There is a website for improving English vocabulary. It's FreeRice.com with an English vocabulary game.
Attending to this game, we will learn new words and feel socially responsible. This site began in October, 2007. It explains its purpose like this: " For each word you get right, we donate 20 grains of rice through the UN World Food Program to help end hunger." It says thirty billion grains of rice have been donated so far. The United Nations World Food Program does not really get rice. The donations are given in the form of money.
Advertisers whose names appear with links at the bottom of the game pay for the rice. Individuals can also become sponsors.
"Does FreeRice make any money from this?" That is one of the frequently asked questions on the site. "No, it does not. FreeRice runs the site at no profit," says the answer.
Internet businessman John Breen created FreeRice. Since October, five hundred seventy metric tons of rice have been donated, enough to feed about a million and a half people for one day.

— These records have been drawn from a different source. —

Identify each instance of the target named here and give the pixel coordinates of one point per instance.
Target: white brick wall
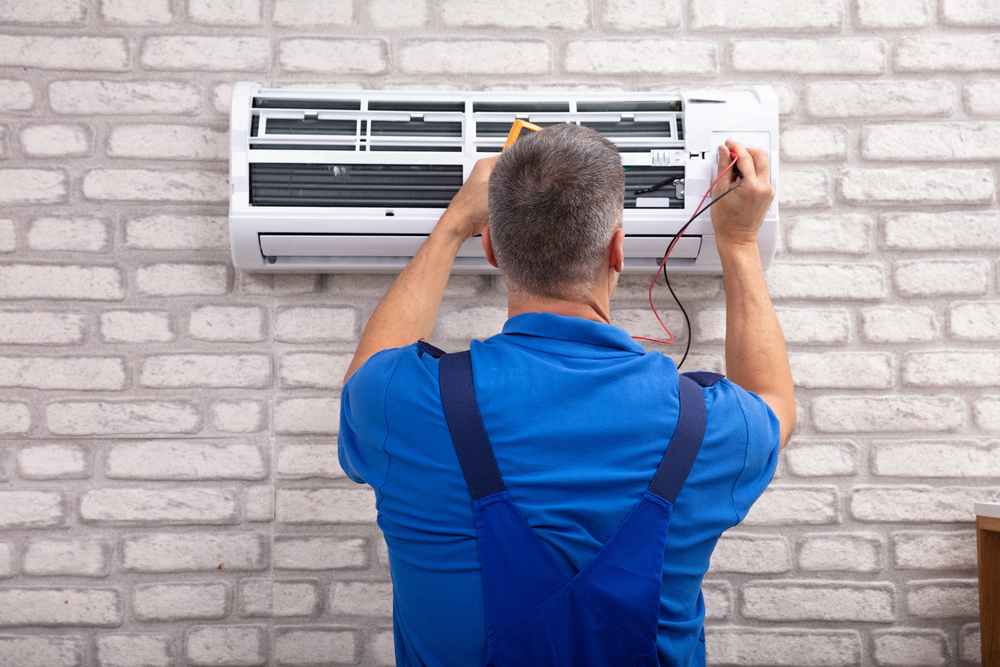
(168, 460)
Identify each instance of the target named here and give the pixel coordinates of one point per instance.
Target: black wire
(687, 320)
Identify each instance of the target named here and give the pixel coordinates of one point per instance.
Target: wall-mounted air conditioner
(353, 182)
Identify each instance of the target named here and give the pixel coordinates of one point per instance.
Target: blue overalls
(536, 614)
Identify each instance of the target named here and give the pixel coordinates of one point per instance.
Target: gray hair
(556, 199)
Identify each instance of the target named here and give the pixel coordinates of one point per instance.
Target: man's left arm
(408, 310)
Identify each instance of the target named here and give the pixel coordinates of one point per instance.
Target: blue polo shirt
(579, 416)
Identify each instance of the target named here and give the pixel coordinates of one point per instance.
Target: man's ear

Jennifer Parmelee is a World Food Program spokeswoman in Washington. She says cash donations help the agency to buy food locally and transport it quickly to where it is needed.
For example, with donations from the site, rice for Nepal was recently bought in the area at half the world market price. Bangladesh, Cambodia and Uganda also have received food through FreeRice.
Words are presented with four choices of answers. Players click on the one that best defines the word. If we answer correctly three words in a row right, we go to a harder level. But if we get only a word wrong, we go to an easier level. This one-to-three ratio is best for us to improve our vocabulary. Spoken pronunciations are also provided at right angle of screen. There are 55 levels in all.
After I have done FreeRice for a couple of days, I notice an odd phenomenon. Words that I have never consciously used before begin to pop into my head while I'm speaking or writing. I feel myself using and knowing more words and speak English more fluently.